Fonte: La Stampa
La Lega di Musk in versione no-Maga
Non sembra neanche Elon Musk: non ha un bambino a cavalluccio, un pezzo di formaggio in testa, una t-shirt con scritto Occupy Mars, non sventola un assegno da un milione di dollari. Vestito in total black, galleggia in uno sfondo digitale nebbioso che occulta ogni dettaglio ma ne rivela uno, il più importante: Musk ha scelto di affacciarsi al congresso della Lega in versione No-Maga, forse addirittura anti-Maga, più per promuovere gli affari suoi che per difendere la politica americana e specialmente i dazi.
Una scappatoia furba, sia per lui sia per Matteo Salvini, leader piuttosto sfortunato: è riuscito ad avere al congresso Musk, ma il caso ha piazzato l’appuntamento nel momento più sbagliato, subito dopo il venerdì nero delle Borse, mentre ogni settore produttivo del Nord Italia calcola l’impatto dei dazi sui suoi fatturati, mentre i veneti si radunano a Vinitaly con le facce grigie di preoccupazione.

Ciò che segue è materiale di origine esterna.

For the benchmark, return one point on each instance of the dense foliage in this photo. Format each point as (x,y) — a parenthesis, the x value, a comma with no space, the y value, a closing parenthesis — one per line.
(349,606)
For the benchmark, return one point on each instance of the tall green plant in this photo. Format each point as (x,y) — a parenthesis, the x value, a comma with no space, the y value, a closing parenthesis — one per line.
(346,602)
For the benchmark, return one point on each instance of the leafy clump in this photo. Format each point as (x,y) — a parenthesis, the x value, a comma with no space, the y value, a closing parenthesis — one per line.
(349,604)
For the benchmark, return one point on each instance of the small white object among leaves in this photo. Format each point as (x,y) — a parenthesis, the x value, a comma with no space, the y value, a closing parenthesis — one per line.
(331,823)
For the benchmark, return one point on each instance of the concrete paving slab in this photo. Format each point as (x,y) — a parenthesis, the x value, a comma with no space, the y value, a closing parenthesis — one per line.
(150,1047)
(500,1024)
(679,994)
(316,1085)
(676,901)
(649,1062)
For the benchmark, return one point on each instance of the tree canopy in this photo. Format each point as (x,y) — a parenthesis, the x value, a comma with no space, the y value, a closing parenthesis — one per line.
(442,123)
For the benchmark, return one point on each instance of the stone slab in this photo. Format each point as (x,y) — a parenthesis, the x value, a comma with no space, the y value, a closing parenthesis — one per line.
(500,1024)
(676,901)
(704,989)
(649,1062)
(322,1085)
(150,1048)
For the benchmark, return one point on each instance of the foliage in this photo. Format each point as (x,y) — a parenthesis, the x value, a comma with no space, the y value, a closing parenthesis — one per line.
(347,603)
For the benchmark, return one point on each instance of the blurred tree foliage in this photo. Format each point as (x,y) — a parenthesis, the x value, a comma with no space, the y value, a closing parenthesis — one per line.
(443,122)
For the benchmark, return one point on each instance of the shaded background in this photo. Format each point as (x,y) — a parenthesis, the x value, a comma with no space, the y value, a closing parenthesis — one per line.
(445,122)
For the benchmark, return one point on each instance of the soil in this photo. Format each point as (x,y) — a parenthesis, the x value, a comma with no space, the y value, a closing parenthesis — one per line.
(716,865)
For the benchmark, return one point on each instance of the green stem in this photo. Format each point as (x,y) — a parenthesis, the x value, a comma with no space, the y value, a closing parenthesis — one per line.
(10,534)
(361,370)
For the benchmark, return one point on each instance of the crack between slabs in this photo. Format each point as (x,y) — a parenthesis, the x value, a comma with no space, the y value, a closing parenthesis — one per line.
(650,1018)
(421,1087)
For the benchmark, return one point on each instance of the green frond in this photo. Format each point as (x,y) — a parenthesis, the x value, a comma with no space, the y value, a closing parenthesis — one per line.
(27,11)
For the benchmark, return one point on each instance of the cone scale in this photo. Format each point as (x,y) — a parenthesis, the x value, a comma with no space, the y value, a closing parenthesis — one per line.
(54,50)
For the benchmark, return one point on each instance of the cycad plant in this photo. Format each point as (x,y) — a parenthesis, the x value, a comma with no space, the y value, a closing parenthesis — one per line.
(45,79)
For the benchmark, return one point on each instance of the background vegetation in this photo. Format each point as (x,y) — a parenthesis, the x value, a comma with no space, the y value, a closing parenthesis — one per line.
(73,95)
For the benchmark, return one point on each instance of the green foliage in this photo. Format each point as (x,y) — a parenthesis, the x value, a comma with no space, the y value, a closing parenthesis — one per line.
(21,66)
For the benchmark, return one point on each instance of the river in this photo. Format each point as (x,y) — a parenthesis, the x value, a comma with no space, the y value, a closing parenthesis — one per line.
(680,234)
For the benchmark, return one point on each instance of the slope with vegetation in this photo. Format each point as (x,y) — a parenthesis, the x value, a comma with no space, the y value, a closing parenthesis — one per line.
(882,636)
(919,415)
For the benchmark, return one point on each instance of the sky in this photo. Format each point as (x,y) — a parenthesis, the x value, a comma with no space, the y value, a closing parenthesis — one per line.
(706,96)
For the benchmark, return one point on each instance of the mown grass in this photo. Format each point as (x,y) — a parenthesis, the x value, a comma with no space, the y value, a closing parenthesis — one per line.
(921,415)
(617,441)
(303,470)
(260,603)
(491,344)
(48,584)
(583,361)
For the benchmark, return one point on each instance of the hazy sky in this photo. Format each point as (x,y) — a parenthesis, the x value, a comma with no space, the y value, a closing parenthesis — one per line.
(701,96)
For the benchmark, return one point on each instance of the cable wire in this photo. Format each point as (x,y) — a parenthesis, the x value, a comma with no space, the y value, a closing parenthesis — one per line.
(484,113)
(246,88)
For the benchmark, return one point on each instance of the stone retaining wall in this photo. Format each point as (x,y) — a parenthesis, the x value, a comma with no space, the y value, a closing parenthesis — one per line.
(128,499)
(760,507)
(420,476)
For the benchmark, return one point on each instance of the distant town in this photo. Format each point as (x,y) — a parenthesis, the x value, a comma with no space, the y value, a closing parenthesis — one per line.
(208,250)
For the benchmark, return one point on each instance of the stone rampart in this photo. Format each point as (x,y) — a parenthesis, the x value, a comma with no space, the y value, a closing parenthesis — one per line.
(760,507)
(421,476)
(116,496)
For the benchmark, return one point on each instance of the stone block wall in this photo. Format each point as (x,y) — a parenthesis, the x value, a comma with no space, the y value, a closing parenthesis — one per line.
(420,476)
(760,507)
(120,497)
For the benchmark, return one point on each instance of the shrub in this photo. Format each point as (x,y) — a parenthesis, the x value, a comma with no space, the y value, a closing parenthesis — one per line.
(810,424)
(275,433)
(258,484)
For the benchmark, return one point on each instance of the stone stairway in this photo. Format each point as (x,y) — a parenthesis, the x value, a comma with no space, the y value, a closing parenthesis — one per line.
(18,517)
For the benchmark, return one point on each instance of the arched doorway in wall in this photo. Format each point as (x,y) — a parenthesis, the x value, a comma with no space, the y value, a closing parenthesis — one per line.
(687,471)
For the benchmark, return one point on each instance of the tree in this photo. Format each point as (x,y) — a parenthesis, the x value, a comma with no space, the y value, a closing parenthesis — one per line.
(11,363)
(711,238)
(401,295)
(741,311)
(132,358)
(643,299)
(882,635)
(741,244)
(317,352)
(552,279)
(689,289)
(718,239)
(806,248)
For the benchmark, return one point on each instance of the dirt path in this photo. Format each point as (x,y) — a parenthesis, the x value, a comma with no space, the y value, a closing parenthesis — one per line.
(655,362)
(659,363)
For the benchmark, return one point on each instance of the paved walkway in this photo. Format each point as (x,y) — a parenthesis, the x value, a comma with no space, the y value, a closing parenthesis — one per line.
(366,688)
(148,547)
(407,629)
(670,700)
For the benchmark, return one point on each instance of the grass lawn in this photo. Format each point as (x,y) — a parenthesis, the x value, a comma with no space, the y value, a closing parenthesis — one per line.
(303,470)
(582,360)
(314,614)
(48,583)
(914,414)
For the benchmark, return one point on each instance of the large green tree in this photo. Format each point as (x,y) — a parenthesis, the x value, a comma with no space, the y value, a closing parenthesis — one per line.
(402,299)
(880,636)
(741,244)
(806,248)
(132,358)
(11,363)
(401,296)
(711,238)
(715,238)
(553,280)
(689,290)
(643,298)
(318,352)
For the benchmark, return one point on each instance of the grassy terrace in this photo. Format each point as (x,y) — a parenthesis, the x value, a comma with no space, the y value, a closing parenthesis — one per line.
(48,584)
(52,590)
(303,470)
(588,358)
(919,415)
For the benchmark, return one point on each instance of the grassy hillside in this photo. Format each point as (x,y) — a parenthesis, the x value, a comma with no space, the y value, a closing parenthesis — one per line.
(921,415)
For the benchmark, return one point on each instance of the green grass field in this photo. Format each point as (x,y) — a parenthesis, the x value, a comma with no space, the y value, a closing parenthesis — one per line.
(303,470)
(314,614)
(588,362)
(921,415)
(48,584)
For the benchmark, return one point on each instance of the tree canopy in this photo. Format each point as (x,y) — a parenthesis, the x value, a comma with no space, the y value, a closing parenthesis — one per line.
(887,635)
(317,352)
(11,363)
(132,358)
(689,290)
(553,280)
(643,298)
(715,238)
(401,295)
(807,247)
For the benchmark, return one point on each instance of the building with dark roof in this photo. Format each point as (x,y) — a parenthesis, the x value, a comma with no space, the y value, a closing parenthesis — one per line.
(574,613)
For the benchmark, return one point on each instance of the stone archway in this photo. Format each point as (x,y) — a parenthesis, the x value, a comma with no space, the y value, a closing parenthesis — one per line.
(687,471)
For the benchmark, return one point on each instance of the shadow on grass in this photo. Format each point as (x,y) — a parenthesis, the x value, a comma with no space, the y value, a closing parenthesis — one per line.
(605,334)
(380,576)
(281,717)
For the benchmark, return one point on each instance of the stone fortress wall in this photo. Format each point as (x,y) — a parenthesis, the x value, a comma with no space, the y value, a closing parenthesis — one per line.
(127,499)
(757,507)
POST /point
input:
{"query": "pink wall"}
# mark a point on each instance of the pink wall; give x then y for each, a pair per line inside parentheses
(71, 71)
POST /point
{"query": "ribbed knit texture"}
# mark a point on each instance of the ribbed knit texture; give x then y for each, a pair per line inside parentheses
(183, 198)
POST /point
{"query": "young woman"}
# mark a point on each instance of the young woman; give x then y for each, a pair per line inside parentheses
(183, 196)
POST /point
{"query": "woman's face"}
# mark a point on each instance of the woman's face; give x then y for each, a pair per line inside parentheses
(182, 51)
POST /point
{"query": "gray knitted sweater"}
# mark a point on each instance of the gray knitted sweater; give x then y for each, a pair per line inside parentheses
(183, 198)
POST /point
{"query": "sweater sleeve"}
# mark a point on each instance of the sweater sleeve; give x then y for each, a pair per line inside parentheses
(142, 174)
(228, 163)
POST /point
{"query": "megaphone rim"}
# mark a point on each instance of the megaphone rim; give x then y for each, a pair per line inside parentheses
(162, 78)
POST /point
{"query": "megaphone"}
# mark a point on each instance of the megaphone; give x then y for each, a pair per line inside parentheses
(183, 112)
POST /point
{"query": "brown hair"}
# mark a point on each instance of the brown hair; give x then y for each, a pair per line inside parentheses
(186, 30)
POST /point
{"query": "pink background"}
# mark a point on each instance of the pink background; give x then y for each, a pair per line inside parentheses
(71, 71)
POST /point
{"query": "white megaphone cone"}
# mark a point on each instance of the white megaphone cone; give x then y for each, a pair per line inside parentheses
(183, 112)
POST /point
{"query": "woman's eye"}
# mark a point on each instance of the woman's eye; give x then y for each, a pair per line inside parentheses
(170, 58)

Vattelo a mettere adesso il cappellino Make America Great Again.
Parlano la lingua del salvinismo le frasi contro la follia dell’immigrazione di massa, contro l’eccesso di regolamentazione europea, contro la “censura fascista” che vuole limitare il free speech, contro quelli che vogliono continuare la guerra. Si esagera un po’ sul tema violenza e terrorismo, dove Elon profetizza addirittura “massacri” in Europa e provoca i silenziosi scongiuri della platea evocando un rischio collettivo per tutti, famiglie, figli, amici, beni e proprietà.
Entrare nel dettaglio sarebbe inutile. La Lega ha usato Elon Musk come un testimonial di lusso, lui si è prestato con l’ovvia speranza di trovare in Salvini il referente per gli affari di Starlink dopo l’improvvisa freddezza di Palazzo Chigi e le troppe sconfitte che hanno minato la sua reputazione: il fallimento dell’operazione in favore dell’Afd, i guai di Tesla, l’orrenda sconfitta in Winsconsin con venti milioni di dollari buttati dalla finestra, la rivolta dei veterani che ieri hanno sfilato accanto alla comunità Lgbq in mille città americane contro i tagli del Doge.
Se Elon Musk, ieri, non sembrava neanche Elon Musk forse è perché lui stesso giudica finita la parentesi politica in cui si è fatto meme vivente del trumpismo e stregone delle sue strategie più estreme. O forse perché, volente o nolente, quel ruolo dovrà abbandonarlo per le spinte congiunte dei suoi azionisti e della nomenclatura repubblicana che si è stufata di venire scavalcata.
Per Salvini, ovviamente, va bene lo stesso. Cercava un autorevole avallo alla sua posizione contro l’Europa “che sui dazi sta sbagliando tutto” e l’ha avuta. Adesso potrà dire in giro che basterebbe una telefonata (magari la sua) per convincere Trump a ribaltare le politiche contro i mangiapane a ufo dell’Unione e liberalizzare ogni scambio tra i due lati dell’Oceano.
Se non succede, se non succederà, è perché la perfida Ursula von der Leyen preferisce la guerra commerciale, e ancora una volta, come sullo scenario ucraino, l’aggressore diventerà aggredito e viceversa. Sullo sfondo delle cupe profezie muskiane su immigrazione, sostituzione etnica e “massacri terroristi”, potrà rivendicare – come hanno già fatto i suoi – il ritorno al Viminale. E in nome del free speech si apriranno praterie al tipo di propaganda che il Capitano preferisce.
Maga o non Maga, le linee della Lega 2025 sono definite e oggi il Congresso le avallerà, si immagina in modo plebiscitario. L’incognita, semmai, diventa un’altra: davvero qualcuno pensa che dopo queste due giornate, dopo la benedizione dell’uomo più ricco del mondo, il Capitano chini la testa e rientri nei ranghi della maggioranza? Davvero qualcuno crede che il gran galà di Firenze possa segnare l’ultimo atto del controcanto al governo e non l’inizio di qualcosa di peggio?